The plant is based on Brenmiller Energy's storage technology. The Israel-based company's system uses rocks that store excess energy as heat, then releases that heat to generate steam for electricity. The system has a capacity of about 24 MWh of thermal capacity and can be fully charged and discharged in about five hours.

“In this first-of-a-kind application, the TES is integrated with a combined cycle gas turbine power plant to partially decouple production from the gas turbine and the bottoming steam cycle,” said Nicola Rossi, head of innovation at Enel's renewable energy unit, Enel Green Power. “The TES is charged by steam coming from the heat recovery steam generator (HRSG).”
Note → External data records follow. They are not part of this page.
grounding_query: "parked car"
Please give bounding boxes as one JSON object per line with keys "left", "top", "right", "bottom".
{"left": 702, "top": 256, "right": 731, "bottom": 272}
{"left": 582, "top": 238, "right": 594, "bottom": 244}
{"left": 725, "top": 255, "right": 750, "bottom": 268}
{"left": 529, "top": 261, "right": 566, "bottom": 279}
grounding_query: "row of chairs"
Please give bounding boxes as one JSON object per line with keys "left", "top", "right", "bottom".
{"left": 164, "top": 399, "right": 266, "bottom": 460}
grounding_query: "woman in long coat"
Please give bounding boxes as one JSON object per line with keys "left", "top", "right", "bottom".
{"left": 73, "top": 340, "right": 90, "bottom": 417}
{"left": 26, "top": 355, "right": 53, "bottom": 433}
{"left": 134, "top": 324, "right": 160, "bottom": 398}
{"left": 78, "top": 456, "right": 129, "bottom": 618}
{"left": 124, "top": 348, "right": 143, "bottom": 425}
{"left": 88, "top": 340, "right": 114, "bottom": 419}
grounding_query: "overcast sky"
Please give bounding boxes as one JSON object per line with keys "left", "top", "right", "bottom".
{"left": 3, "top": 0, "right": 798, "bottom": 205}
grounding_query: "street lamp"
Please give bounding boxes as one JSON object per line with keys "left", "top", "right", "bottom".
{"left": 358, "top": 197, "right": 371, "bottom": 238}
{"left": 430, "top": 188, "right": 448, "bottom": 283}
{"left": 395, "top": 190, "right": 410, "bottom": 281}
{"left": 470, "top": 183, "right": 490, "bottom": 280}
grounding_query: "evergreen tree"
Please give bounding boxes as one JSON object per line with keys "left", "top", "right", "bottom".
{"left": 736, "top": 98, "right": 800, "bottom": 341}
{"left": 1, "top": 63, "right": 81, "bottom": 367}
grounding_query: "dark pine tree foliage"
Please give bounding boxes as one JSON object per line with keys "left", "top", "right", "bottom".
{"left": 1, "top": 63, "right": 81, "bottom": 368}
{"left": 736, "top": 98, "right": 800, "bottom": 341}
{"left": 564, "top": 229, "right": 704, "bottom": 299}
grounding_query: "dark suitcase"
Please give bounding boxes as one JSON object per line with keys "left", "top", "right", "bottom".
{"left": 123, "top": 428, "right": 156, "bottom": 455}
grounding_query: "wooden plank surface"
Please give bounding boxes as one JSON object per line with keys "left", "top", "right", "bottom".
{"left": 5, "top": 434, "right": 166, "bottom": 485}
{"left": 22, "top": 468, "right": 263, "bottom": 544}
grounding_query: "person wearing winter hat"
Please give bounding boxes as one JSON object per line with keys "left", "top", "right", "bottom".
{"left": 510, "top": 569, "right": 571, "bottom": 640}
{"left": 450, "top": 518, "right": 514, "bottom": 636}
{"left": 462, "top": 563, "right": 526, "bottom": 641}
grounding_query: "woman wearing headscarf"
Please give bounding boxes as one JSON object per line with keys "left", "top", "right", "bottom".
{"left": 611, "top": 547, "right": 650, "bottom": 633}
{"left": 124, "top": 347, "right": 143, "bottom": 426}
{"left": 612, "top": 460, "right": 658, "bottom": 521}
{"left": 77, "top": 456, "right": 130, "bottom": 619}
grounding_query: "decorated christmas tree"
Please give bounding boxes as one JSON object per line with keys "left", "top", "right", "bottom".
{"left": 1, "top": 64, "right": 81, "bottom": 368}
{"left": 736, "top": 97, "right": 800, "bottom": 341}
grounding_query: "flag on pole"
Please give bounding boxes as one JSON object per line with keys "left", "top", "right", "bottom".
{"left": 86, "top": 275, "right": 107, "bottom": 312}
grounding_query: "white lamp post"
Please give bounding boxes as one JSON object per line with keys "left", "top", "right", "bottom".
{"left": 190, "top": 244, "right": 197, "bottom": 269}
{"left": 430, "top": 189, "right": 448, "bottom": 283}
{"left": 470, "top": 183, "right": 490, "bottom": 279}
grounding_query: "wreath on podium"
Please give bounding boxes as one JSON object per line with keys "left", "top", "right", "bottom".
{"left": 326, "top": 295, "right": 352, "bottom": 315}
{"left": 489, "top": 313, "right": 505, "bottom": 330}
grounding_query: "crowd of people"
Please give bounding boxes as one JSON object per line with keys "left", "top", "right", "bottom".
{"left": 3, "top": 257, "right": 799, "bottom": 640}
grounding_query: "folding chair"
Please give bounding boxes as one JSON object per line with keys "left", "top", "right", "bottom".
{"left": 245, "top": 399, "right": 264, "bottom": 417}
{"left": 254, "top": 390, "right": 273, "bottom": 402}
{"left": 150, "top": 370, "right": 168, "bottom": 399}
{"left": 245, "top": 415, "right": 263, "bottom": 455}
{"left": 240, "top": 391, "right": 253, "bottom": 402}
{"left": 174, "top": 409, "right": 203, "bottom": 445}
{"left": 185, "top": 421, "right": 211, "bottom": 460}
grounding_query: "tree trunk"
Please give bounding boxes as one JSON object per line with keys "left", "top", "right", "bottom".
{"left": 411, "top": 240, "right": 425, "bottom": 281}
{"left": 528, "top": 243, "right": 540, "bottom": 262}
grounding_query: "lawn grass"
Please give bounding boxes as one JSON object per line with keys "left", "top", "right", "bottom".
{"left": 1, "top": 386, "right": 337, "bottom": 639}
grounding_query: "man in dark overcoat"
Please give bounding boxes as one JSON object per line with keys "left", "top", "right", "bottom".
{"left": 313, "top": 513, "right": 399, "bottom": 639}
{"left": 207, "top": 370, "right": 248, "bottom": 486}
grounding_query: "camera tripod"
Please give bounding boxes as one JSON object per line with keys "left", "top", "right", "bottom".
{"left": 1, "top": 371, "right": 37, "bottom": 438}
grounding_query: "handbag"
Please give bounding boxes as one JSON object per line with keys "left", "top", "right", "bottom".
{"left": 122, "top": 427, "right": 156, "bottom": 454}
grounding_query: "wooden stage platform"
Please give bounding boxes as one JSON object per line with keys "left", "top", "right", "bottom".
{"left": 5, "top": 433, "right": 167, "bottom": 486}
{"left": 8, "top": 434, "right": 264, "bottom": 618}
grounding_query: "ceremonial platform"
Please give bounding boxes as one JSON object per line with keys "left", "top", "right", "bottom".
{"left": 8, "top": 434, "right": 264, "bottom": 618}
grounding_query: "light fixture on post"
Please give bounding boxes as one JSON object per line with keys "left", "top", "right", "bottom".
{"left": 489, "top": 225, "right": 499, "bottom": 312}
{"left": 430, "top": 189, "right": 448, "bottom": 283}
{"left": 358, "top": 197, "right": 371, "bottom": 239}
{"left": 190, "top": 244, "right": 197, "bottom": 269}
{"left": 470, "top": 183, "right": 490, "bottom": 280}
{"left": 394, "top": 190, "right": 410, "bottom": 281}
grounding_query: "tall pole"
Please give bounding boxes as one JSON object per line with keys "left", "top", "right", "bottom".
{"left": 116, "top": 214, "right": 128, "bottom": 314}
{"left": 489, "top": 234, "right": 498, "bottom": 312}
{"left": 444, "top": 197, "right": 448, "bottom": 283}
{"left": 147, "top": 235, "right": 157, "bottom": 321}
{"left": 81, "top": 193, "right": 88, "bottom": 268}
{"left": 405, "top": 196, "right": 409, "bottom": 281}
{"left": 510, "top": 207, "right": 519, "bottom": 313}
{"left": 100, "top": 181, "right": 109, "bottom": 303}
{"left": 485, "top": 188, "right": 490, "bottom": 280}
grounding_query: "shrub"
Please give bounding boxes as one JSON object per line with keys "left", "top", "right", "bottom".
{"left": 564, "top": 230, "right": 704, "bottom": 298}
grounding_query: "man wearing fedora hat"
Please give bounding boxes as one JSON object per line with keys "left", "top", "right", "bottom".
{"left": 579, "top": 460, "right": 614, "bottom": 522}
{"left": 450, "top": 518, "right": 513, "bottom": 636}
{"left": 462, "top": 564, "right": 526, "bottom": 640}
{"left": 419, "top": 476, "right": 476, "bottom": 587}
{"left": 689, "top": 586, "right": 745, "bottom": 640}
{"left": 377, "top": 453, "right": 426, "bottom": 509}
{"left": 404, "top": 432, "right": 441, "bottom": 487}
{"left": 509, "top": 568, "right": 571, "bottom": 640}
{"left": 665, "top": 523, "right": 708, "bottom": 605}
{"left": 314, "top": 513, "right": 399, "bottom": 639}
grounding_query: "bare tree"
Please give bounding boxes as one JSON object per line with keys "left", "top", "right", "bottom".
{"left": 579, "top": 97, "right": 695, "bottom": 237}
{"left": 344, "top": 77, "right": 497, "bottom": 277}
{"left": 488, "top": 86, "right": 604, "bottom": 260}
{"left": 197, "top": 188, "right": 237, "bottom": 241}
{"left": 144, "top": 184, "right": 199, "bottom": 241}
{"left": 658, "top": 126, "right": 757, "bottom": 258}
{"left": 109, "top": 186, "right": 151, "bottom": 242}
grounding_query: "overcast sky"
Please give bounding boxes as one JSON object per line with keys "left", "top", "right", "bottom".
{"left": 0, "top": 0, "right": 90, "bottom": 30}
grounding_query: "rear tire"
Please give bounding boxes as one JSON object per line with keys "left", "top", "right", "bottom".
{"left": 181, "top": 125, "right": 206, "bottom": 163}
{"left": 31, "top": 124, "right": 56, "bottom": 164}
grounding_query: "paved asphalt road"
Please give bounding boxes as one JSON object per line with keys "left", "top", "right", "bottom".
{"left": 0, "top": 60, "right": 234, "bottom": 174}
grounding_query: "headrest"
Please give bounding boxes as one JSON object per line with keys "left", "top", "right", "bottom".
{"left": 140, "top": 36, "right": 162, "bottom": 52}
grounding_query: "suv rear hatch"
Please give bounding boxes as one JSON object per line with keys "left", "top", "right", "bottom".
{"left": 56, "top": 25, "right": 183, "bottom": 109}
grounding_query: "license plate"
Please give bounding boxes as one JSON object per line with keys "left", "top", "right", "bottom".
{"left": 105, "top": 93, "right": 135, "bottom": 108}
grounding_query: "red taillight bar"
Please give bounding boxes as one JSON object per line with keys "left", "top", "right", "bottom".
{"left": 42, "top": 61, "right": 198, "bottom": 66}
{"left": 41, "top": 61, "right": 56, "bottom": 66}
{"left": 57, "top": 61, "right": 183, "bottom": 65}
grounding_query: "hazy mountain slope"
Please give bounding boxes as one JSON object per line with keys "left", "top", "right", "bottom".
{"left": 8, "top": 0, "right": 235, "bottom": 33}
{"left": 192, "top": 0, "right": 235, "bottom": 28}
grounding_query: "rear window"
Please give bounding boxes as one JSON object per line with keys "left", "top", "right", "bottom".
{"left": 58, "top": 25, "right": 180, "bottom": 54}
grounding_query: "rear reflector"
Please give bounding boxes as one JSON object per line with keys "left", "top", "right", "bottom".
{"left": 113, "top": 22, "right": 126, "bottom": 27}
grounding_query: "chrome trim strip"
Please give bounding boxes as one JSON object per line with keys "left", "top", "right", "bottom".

Rossi said the aim is to increase the overall flexibility of the thermoelectric plant, which means having faster ramp-up rates, reducing minimum load, and having faster startup times from warm conditions.

“In this way, the plant can offer more services to the grid, thus increasing the overall renewable energy hosting capacity of the electrical system,” he said. 

They use high-pressure steam at around 9 tons per hour at 550 C and 80 bar to charge the TES during the charging phase. Condensate coming out of the TES goes back to the steam cycle at a degasator. During the discharging phase, 150 C water feeds the TES at around 6 tons per hour. The intermediate pressure steam then goes back to the HRSG to feed the intermediate pressure steam turbine stage at 360 C.

“[This] will allow for the technology to be tested in very challenging conditions,” Rossi said. “In the future, the system will be charged electrically through resistors fed by solar and wind power plants. The heat accumulated in the system will be then used to feed industrial sectors that need heat for their production processes and that today use gas to produce the required heat, or to generate electricity”

Enel believes that the most interesting business case for the system would be using it for electrification purposes, to make heat demand from industrial customers more flexible.

“The TES will be used both as power-to-heat equipment and a thermal storage,” Rossi said. “In fact, TES technologies already have a configuration that uses a direct electric charge with resistors instead of steam during the charging phase. Therefore, the TES matches a renewable energy generation profile and the heat demand profile, supporting 24/7 full decarbonization.”

Enel says another interesting application is that the TES replaces a conventional boiler in phased-out thermal power plants.

“In this configuration, an electrically charged TES integrated with the plant’s existing power island, including turbines, generator, condenser and other main equipment, represents a real power-to-power energy storage system, that despite the lower efficiency, offers a competitive solution in terms of levelized cost of storage (LCoS) for long durations of over eight hours and very large-scale applications of hundreds of MWh up to GWh,” it said.

TES could also be an interesting technology for hybridizing different generation assets, according to the company.

“For instance, heat accumulated by PV or wind in peak production hours could be reinjected in existing plants such as geothermal plants to produce more energy during demand peak hours,” Rossi said. “In all the above-mentioned future applications, the TES could be directly coupled with RES (PV or other) or connected to the grid and using other tools like PPAs to manage the charging phase.”